Lagi-lagi alasan polisi karena perakit TV asal Karanganyar, Jawa Tengah itu kedapatan merakit dan menjual sendiri TV hasil rakitannya tanpa izin dan memenuhi aturan-aturan penjulan alat elektronik. (Baca)
Seperti tak pernah belajar dengan kejadian sebelumnya. Baru-baru ini polisi kembali menangkap Warioboro si pembuat dan penjual jamu di Kelurahan Karang Mulya, Kecamatan Pangkalan Banteng, Kabupaten Kotawaringin Barat (Kobar), Kalimantan Tengah. Sekali lagi, alasannya pun tak jauh berbeda, karena pria yang sebelumnya bersama istrinya (Parsini) tersebut membuat jamu secara turun temurun itu mengemas dan menjual jamu tanpa mengantongi surat izin edar dari instasi terkait.
Bedanya, Warioboro dan Parsini sempat mengurus izin ke pihak kecamatan. Merasa sudah mendapat izin, ia lalu memulai usahanya. Namun, cita-cita keduanya memperbaiki perekonomian keluarga pupus ketika polisi tetap mempersalahkan mereka, alasannya tentu saja karena menjual jamu tanpa izin edar.
Beruntung, dalam kasus si penjual jamu ini penulis mendapat kesempatan untuk berbincang dengan sang penyidik. Dalam penjelasannya, pihaknya tetap berkeyakinan jika si penjual jamu itu salah. Meski dia sendiri juga belum bisa menjawab apakah jamu tersebut berbahaya atau tidak untuk dikonsumsi.
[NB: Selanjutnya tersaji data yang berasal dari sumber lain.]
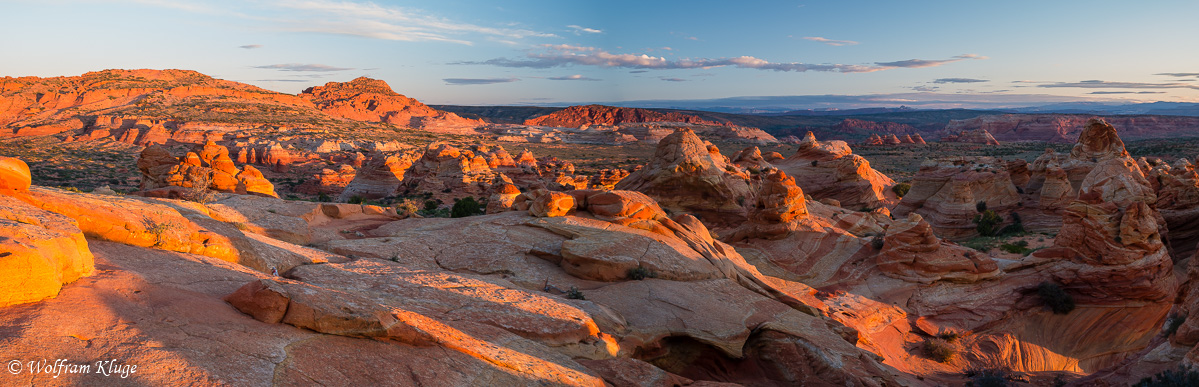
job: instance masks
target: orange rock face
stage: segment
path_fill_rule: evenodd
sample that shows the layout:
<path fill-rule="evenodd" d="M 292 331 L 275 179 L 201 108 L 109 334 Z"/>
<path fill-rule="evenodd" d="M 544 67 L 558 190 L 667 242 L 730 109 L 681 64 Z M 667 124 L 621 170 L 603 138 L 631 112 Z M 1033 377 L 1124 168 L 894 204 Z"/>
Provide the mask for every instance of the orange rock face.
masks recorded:
<path fill-rule="evenodd" d="M 138 158 L 142 190 L 206 184 L 213 191 L 278 197 L 274 185 L 258 169 L 246 165 L 238 170 L 227 148 L 209 141 L 197 151 L 176 160 L 161 147 L 146 147 Z"/>
<path fill-rule="evenodd" d="M 0 157 L 0 190 L 28 190 L 30 182 L 28 164 L 16 157 Z"/>
<path fill-rule="evenodd" d="M 74 220 L 0 195 L 0 307 L 54 297 L 94 270 Z"/>
<path fill-rule="evenodd" d="M 529 205 L 529 214 L 538 218 L 565 216 L 575 208 L 575 198 L 562 192 L 544 191 Z"/>
<path fill-rule="evenodd" d="M 391 90 L 387 82 L 366 77 L 310 87 L 300 93 L 300 97 L 312 101 L 325 113 L 351 120 L 386 122 L 438 132 L 470 132 L 483 125 L 481 120 L 428 107 Z"/>

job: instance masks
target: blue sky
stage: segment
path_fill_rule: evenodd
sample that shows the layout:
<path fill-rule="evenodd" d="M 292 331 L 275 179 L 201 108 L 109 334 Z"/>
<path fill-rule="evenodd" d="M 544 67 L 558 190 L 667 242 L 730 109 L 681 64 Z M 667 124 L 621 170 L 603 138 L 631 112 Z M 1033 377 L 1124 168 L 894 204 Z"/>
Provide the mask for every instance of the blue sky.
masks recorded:
<path fill-rule="evenodd" d="M 287 93 L 365 75 L 436 104 L 1199 102 L 1196 14 L 1196 1 L 0 0 L 0 75 L 181 68 Z"/>

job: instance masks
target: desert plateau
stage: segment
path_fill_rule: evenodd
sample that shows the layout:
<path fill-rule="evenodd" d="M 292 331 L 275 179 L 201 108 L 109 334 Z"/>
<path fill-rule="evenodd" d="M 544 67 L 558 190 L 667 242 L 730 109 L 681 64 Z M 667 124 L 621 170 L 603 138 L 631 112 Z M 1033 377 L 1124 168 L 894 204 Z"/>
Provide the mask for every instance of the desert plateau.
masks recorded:
<path fill-rule="evenodd" d="M 0 385 L 1199 386 L 1193 12 L 867 3 L 0 3 Z"/>

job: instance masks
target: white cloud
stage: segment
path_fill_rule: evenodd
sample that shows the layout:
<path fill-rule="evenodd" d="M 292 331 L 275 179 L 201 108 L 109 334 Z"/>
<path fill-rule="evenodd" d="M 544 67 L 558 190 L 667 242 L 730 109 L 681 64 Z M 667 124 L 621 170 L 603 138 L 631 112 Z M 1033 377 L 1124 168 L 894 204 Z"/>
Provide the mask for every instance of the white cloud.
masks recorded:
<path fill-rule="evenodd" d="M 505 40 L 556 35 L 519 28 L 484 27 L 428 15 L 410 8 L 337 0 L 277 1 L 299 17 L 281 20 L 284 29 L 399 41 L 472 44 L 472 34 Z"/>
<path fill-rule="evenodd" d="M 803 37 L 803 39 L 811 40 L 813 42 L 824 43 L 824 44 L 827 44 L 830 46 L 852 46 L 852 45 L 858 44 L 858 42 L 855 42 L 852 40 L 833 40 L 833 39 L 829 39 L 829 38 L 822 38 L 819 36 L 805 36 L 805 37 Z"/>
<path fill-rule="evenodd" d="M 568 26 L 566 26 L 566 28 L 573 29 L 573 30 L 574 30 L 574 33 L 575 33 L 575 35 L 578 35 L 578 34 L 580 34 L 580 33 L 584 33 L 584 32 L 585 32 L 585 33 L 588 33 L 588 34 L 602 34 L 602 33 L 604 33 L 604 31 L 603 31 L 603 30 L 597 30 L 597 29 L 595 29 L 595 28 L 587 28 L 587 27 L 577 26 L 577 25 L 574 25 L 574 24 L 568 25 Z"/>
<path fill-rule="evenodd" d="M 696 68 L 706 69 L 730 66 L 745 69 L 791 72 L 827 71 L 842 73 L 868 73 L 895 68 L 935 67 L 966 59 L 986 59 L 986 57 L 967 54 L 955 56 L 950 59 L 908 59 L 896 62 L 875 62 L 867 65 L 807 64 L 797 62 L 774 63 L 752 56 L 739 56 L 733 58 L 666 59 L 665 57 L 650 56 L 646 54 L 614 54 L 595 47 L 580 47 L 566 44 L 542 45 L 542 47 L 546 49 L 544 52 L 529 52 L 526 54 L 526 58 L 523 59 L 495 58 L 482 62 L 457 62 L 455 64 L 485 64 L 500 67 L 542 69 L 582 65 L 660 70 Z"/>

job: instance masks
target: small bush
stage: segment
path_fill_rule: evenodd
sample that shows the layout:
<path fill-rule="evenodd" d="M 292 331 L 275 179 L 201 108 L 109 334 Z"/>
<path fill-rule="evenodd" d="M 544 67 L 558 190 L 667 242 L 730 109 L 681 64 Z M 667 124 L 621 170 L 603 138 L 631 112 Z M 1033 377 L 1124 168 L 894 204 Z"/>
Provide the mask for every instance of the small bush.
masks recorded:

"Pokoknya perkara ini tetap harus lanjut, berbahaya atau tidak itu urusan nanti. Kami fokus menjerat tersangka dengan UU Kesehatan, dimana semua produk kesehatan harus mendapat izin edar dari BPOM (Badan Pengawas Obat dan Makanan)," katanya penuh percaya diri.
Saat penulis menanyakan jika nanti BPOM maupun Dinas Kesehatan (Dinkes) mengeluarkan rekomendasi untuk hanya memberikan peringatan kepada si penjual jamu tanpa harus menahan yang bersangkutan, ia hanya menjawab, "itu risiko saya, apapun yang terjadi nanti, kasus ini harus naik (berlanjut ke proses hukum," ucapnya ketus.
Tentu saja jawaban dari pak polisi tersebut belum memuaskan penulis, karena saat itu dia langsung meninggalkan ruangan. Padahal, inti dari pertanyaan penulis adalah ingin menanyakan soal kesan polisi yang terburu-buru menangkap dan menahan si penjual jamu. Kenapa masyarakat dengan akses informasi terbatas tersebut dipersalahkan hanya karena persoalan administratif 'njlimet' yang penulis sendiri yakini tak dipahami oleh si penjual jamu itu.
Bukankah pendekatan humanis dengan memberikan pengarahan atau menyerahkan si penjual jamu ke dinas terkait untuk dibina lebih manusiawi? Tetapi, sekali lagi kami tak bisa berbuat banyak. Karena kami sadar hal itu sudah menjadi kewenangan aparat yang 'harus' selalu terkesan gagah saat menegakkan hukum yang berlaku, tak terkecuali bagi si penjual jamu yang hanya ingin berusaha mencari penghidupan layak.